Langsung ke konten utama

Membangun Karakter Pada Co Housing

Membangun Karakter Baik



Ketika pemaparan materi oleh founder Mother pekan lalu tentang karakter, sekitar saya teringat sebuah postingan di media sosial yang menceritakan tentang seseorang yang suka membuang sampah pada lahan kosong di samping rumahnya. Lahan itu bukan miliknya, milik orang lain yang belum manfaatkan atau ditempati. Mungkin tak sedikit dari kita yang seperti ini juga dengan asumsi toh lahan kosong juga. Nggak masalah. Duh padahal masalah banget kan, bagaimana seandainya yang punya lahan tidak terima karena tanahnya meski kosong kan bukan tempat pembuangan sampah. 

Tak seberapa lama dari membaca cerita itu saya mengalami sendiri, saat baru saja kami berniat merenovasi rumah yang sudah setengah jadi dan tak terurus beberapa tahun. Betapa kagetnya kami, beberapa bagian keropos karena menjadi aliran air dari tetangga belakang rumah. Hingga saat tukang sudah mulai bekerja, buangan air itu masih seperti semula. Sebelumnya ketika kosong, meski tak dapat memaklumi kami masih memaafkan, tapi saat ini ketika kami akan mengunakan rumah itu, tentu tidak demikian. 

Saat kami berdiskusi dengan tetangga yang lain, sebenarnya sistem pembuangan air ada di depan rumah masing-masing bukan dibelakang seperti tetangga kami itu. Banyak yang merasa dirugikan, namun si dia tetap cuek saja. Hingga akhirnya kami mengalah dan membuat sambungan ke arah depan rumah. 

Kami jadi merenungi peristiwa itu, aturan jelas dan andai dikembalikan pada diri masing-masing, tindakan yang merugikan orang lain itu dilakukan tanpa merasa bersalah sungguh bukan karakter yang baik. Kembali kami meraba pendidikan seperti apa yang sudah dijalankan hingga hal seperti ini masih saja ada. Ah iya, selama ini yang kita berada dalam persekolahan bukan pendidikan. Sekolah yang dijejali dengan aneka pelajaran dan tuntukan mendapatkan nilai yang bagus, naik kelas serta lulus dan berijazah. Hingga tak ada waktu untuk menularkan karakter baik. 

Meski pada kurikulum pendidikan Indonesia tersemat komponen pendidikan karakter atau yang sempat diterapkan dengan tajuk " Pendidikan Berbasis Karakter" namun implementasinya masih jauh dari harapan. Karena sejatinya karakter itu tidak diajarkan tapi ditularkan dengan teladan. Demikian kata mahaguru Institut Ibu Profesional Bapak Dodik Mulyanto. 

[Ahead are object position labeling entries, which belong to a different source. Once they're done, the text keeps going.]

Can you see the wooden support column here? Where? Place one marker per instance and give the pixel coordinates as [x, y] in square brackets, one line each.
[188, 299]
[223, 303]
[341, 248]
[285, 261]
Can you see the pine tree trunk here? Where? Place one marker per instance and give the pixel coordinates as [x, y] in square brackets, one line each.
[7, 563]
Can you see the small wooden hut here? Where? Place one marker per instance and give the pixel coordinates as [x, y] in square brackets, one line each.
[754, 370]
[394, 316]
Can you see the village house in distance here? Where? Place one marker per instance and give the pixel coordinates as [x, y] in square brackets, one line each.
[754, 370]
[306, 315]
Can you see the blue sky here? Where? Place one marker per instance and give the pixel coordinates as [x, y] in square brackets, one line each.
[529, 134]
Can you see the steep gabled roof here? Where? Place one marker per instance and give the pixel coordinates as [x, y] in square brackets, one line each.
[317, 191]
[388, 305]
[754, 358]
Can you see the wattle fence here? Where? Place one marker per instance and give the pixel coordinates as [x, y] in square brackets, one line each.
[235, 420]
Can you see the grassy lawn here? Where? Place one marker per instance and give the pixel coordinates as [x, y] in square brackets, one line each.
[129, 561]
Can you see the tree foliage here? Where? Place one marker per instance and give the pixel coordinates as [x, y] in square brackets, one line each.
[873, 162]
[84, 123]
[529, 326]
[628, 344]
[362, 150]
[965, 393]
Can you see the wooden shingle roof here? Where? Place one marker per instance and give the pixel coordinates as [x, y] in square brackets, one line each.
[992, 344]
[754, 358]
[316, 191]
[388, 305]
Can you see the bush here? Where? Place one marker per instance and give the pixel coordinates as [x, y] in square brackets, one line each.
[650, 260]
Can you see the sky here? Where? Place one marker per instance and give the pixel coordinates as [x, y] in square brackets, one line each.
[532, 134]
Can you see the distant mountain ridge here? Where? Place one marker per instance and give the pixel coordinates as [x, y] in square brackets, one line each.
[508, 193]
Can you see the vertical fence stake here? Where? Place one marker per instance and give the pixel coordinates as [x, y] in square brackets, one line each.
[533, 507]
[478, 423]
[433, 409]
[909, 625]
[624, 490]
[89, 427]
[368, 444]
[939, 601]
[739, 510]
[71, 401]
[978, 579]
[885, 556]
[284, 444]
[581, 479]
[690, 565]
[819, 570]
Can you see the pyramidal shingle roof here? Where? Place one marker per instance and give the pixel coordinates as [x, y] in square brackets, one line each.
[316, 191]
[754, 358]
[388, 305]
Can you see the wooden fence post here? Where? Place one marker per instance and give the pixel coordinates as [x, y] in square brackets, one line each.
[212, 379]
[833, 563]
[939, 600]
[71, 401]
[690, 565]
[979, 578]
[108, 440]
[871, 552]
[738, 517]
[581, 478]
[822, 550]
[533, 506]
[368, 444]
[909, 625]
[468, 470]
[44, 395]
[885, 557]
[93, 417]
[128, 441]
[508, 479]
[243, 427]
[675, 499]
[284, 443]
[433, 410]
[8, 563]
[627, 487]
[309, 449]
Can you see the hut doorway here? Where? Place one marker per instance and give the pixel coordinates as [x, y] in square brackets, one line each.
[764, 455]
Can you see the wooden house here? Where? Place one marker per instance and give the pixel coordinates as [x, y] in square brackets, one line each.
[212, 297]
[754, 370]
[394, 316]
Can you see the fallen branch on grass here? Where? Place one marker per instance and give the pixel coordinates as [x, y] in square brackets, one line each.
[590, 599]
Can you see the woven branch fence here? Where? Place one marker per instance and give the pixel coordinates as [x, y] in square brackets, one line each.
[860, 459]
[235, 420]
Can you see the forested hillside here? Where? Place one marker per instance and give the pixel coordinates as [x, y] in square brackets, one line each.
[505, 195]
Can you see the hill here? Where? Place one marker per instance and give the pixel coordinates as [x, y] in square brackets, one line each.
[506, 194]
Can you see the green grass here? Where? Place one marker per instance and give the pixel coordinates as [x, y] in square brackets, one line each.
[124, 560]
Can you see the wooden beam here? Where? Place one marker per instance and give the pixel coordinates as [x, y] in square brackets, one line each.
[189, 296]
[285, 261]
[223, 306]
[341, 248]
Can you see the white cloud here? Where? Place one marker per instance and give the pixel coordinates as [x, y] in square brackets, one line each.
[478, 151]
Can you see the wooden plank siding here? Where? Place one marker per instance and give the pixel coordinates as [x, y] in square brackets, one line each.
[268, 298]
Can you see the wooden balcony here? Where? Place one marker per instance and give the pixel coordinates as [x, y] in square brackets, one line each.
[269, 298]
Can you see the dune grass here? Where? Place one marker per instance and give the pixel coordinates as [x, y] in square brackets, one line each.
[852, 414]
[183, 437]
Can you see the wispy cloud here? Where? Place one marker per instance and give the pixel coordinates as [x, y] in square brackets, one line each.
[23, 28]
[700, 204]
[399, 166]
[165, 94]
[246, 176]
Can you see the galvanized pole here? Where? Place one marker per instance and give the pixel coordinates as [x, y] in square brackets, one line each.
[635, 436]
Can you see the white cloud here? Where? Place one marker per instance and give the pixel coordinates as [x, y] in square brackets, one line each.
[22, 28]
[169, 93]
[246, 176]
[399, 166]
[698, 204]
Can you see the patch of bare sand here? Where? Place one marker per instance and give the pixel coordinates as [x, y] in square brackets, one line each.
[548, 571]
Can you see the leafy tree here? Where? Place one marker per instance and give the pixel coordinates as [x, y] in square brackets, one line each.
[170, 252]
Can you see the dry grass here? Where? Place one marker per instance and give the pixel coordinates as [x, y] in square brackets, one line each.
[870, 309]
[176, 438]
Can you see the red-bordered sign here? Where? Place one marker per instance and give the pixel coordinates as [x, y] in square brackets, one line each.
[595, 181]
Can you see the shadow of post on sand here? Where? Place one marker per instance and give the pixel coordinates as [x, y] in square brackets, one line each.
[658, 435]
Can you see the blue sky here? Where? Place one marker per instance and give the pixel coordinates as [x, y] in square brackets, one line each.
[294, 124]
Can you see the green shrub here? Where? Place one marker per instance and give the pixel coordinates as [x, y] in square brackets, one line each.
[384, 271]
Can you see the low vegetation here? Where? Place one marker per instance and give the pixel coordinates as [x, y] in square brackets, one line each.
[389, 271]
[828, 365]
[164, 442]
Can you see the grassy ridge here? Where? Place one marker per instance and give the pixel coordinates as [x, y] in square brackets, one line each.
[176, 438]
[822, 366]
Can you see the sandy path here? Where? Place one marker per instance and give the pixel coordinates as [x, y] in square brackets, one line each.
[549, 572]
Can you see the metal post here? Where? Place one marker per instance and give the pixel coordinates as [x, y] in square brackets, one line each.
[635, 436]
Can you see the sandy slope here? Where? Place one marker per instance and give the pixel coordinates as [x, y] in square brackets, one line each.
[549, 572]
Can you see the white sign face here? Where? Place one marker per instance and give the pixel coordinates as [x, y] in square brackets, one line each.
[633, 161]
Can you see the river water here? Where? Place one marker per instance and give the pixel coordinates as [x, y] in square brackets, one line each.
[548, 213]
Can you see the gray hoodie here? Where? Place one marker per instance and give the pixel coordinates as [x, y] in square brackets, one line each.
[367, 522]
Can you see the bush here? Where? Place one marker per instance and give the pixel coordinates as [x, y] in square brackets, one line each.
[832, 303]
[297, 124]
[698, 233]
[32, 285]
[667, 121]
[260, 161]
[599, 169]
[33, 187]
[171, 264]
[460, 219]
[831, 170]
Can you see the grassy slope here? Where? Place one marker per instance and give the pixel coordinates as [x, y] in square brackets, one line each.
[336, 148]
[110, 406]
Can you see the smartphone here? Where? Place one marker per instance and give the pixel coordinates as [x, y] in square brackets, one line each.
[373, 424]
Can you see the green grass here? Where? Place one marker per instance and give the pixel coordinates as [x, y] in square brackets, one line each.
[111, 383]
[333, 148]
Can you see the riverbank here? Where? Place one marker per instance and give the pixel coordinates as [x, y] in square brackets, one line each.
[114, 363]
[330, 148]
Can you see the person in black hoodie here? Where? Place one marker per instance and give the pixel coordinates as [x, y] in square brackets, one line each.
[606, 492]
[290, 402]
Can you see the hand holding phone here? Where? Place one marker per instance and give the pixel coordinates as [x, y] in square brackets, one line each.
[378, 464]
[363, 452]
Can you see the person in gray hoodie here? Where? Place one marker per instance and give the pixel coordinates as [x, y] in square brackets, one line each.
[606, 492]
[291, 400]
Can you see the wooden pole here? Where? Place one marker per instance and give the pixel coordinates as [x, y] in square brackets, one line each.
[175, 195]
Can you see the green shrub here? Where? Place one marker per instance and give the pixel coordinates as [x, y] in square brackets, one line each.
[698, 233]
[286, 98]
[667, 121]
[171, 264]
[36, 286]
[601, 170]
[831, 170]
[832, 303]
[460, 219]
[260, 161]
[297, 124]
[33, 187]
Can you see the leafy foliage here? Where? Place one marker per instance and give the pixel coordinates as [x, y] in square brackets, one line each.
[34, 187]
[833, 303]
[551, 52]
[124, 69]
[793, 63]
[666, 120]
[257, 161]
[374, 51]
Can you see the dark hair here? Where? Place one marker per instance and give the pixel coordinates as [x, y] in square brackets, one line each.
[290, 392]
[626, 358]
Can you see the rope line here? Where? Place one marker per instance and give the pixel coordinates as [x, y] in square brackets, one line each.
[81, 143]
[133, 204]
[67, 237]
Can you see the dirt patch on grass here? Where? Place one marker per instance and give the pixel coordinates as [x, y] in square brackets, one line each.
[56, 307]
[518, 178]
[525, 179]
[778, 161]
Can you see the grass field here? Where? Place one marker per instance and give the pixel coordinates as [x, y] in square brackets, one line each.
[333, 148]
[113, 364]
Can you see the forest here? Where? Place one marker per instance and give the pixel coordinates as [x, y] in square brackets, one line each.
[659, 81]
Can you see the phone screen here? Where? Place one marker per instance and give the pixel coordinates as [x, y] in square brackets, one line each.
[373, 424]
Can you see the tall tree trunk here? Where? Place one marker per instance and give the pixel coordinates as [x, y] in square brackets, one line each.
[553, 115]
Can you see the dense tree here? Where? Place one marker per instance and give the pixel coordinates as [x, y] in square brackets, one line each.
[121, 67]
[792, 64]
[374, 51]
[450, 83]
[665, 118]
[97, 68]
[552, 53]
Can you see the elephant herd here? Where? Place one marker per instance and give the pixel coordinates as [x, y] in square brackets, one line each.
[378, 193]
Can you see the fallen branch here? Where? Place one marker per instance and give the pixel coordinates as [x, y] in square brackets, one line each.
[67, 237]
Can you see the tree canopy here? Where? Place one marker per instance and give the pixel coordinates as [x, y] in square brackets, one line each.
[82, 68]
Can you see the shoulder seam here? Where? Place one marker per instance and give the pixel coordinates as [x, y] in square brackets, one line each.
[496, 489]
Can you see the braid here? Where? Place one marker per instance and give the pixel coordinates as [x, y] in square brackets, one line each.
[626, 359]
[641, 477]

Dalam Ibu Profesional, karakter ini sangat dijaga sekali sehingga menjadi bagian dalam pelaksanaan setiap aktivitas baik dalam Institut maupun komunitas. Maka sangat layak ketika menyandang gelar Ibu Profesional, karakter yang dibawakan juga mengikuti keprofesionalan itu sendiri. 

Pada Ibu Profesional, kami saling menularkan karakter baik. Misalnya konsistensi, disiplin, tepat waktu dan banyak lagi. Ini terlihat ketika para Ibu Profesional sedang berkumpul makan yang dibicarakan adalah ide, solusi bukan sekedar ngerumpi. Para Ibu Profesional selalu membawa Core Value :
Belajar 
Berkembang
Berkarya
Berbagi
Berdampak

Begitupun ketika kami bertemu di Hexagon City dan pada masing-masing co housing. Karakter ini harus kami jaga, kami asah dan pertajam sehingga kehidupan bertentanga di co housing tetap berjalan dengan harmoni dan produktif.  Maka pada pekan ini kami rapat RT sembari rujakan, merekap karakter unggulan masing - masing Hexahouse untuk menguatkan proyek yang akan kami kerjakan nantinya. 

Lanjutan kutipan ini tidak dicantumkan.